As Desire Ledwith met this young Kenneth Kincaid from day to day, seeing him so often at her Aunt Ripwinkley's, where he and Dorris went in and out now, almost like a son and daughter,--as she walked beside him this morning, hearing him say these things, at which the heart-longing in her burned anew toward the real and satisfying,--what wonder was it that her restlessness grasped at that in his life which was strong and full of rest; that she felt glad and proud to have him tell his thought to her; that without any silliness,--despising all silliness,--she should yet be conscious, as girls of seventeen are conscious, of something that made her day sufficient when she had so met him,--of a temptation to turn into those streets in her walks that led his way? Or that she often, with her blunt truth, toward herself as well as others, and her quick contempt of sham and subterfuge, should snub herself mentally, and turn herself round as by a grasp of her own shoulders, and make herself walk off stoutly in a far and opposite direction, when, without due need and excuse, she caught herself out in these things?

What wonder that this stood in her way, for very pleasantness, when Kenneth asked her to come and teach in the school? That she was ashamed to let herself do a thing--even a good thing, that her life needed,--when there was this conscious charm in the asking; this secret thought--that she should walk up home with him every Sunday!

She remembered Agatha and Florence, and she imagined, perhaps, more than they would really have thought of it at home; and so as they turned into Shubarton Place,--for he had kept on all the way along Bridgeley and up Dorset Street with her,--she checked her steps suddenly as they came near the door, and said brusquely,--

"No, Mr. Kincaid; I can't come to the Mission. I might learn A, and teach them that; but how do I know I shall ever learn B, myself?"

He had left his question, as their talk went on, meaning to ask it again before they separated. He thought it was prevailing with her, and that the help that comes of helping others would reach her need; it was for her sake he asked it; he was disappointed at the sudden, almost trivial turn she gave it.

"You have taken up another analogy, Miss Desire," he said. "We were talking about crumbs and feeding. The five loaves and the five thousand. 'Why reason ye because ye have no bread? How is it that ye do not understand?'"

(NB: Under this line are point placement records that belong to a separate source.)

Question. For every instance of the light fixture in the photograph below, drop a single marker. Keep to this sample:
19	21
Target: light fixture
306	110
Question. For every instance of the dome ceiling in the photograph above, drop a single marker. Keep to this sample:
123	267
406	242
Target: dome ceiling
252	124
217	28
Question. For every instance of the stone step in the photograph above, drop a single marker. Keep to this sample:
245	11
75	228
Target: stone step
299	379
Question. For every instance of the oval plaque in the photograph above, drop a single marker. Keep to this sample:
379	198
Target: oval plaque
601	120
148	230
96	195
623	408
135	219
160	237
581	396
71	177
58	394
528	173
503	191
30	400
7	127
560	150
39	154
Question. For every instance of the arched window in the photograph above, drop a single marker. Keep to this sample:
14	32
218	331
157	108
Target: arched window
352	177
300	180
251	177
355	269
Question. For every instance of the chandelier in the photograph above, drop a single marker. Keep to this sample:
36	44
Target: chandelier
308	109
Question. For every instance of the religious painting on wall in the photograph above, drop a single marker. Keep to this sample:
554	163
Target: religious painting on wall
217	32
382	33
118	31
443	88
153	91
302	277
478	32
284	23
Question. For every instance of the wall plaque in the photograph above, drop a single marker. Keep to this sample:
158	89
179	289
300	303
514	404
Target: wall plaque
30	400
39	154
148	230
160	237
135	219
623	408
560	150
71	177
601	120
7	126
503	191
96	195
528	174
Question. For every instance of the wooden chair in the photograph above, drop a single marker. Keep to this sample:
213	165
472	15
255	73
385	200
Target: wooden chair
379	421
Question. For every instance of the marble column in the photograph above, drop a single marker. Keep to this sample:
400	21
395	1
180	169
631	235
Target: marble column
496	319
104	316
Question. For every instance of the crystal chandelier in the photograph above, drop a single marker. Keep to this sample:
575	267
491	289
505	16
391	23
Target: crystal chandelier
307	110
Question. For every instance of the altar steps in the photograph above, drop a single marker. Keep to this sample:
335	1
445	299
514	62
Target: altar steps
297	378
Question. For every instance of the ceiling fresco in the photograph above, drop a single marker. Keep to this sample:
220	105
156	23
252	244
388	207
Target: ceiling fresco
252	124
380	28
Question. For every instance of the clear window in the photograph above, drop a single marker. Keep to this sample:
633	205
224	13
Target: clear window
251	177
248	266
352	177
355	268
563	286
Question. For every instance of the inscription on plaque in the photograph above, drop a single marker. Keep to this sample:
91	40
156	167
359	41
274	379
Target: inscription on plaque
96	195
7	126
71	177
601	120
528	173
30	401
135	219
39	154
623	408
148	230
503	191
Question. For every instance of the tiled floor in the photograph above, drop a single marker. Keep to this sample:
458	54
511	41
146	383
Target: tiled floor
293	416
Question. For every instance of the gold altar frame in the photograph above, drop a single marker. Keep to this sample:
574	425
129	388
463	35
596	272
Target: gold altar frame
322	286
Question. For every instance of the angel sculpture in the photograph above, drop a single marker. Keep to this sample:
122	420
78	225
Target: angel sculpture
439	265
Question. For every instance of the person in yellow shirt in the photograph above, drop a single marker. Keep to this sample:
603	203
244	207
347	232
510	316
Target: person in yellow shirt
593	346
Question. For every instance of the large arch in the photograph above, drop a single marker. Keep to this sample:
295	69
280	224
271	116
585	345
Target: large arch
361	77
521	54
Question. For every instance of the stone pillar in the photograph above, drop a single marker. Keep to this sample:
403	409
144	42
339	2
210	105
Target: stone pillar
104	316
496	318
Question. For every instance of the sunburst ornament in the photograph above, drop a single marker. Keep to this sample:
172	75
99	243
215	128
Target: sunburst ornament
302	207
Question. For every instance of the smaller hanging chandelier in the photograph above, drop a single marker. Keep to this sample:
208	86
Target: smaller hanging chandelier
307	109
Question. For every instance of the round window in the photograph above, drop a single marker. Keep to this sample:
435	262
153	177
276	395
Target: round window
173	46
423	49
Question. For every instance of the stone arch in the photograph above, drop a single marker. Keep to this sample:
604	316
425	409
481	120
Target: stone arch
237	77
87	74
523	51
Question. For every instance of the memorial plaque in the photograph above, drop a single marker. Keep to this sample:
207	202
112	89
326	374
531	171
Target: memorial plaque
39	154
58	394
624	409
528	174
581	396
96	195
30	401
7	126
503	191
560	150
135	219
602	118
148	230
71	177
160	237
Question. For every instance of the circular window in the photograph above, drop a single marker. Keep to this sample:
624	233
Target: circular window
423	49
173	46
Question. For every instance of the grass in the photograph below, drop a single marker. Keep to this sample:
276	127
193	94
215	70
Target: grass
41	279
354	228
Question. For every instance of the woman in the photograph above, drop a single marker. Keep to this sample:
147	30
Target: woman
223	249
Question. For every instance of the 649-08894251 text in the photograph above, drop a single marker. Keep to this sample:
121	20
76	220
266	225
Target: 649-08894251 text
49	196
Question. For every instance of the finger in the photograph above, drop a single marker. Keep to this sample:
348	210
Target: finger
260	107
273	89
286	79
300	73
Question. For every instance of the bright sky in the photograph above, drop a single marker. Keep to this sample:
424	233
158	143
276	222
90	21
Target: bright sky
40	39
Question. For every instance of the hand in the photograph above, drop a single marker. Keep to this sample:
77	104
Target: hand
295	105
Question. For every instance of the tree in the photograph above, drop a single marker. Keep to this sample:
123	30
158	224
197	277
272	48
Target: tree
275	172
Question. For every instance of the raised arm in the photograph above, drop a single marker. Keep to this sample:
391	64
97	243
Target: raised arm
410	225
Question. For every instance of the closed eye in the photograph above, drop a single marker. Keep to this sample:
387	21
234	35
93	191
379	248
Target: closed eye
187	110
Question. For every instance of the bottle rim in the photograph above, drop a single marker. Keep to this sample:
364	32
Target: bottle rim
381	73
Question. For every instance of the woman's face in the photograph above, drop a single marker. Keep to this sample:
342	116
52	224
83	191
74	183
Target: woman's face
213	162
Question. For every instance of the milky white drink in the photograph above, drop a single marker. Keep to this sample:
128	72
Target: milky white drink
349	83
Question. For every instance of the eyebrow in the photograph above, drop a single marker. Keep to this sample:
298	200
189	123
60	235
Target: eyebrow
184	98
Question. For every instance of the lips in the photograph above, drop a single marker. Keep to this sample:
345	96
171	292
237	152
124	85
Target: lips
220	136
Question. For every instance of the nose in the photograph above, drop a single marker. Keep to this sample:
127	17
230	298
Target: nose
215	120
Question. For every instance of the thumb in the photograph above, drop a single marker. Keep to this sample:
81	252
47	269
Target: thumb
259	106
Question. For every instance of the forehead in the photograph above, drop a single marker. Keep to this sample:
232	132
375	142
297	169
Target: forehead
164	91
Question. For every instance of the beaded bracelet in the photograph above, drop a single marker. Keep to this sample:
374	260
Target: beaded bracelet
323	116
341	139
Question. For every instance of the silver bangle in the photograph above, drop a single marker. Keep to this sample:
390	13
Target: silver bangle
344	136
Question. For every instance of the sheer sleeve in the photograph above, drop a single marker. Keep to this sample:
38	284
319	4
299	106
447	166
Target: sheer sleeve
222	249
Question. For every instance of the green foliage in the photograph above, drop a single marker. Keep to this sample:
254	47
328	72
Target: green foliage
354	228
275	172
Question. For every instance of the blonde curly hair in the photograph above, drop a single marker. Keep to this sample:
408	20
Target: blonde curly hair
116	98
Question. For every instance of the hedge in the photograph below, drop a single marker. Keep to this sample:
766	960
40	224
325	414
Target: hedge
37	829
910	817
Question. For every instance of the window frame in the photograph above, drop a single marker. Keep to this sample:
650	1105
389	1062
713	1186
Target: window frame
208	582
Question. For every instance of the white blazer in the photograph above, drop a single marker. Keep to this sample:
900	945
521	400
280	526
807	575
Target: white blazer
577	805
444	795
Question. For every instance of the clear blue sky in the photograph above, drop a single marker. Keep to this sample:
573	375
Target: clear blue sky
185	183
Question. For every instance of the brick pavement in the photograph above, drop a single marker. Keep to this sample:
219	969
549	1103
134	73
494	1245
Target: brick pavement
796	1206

Kenneth quoted these words naturally, pleasantly; as he might quote anything that had been spoken to them both out of a love and authority they both recognized, a little while ago.

But Desire was suddenly sharp and fractious. If it had not touched some deep, live place in her, she would not have minded so much. It was partly, too, the coming toward home. She had got away out of the pure, clear spaces where such things seemed to be fit and unstrained, into the edge of her earth atmosphere again, where, falling, they took fire. Presently she would be in that ridiculous pink room, and Glossy Megilp would be chattering about "those lovely purple poppies with the black grass," that she had been lamenting all the morning she had not bought for her chip hat, instead of the pomegranate flowers. And Agatha would be on the bed, in her cashmere sack, reading Miss Braddon.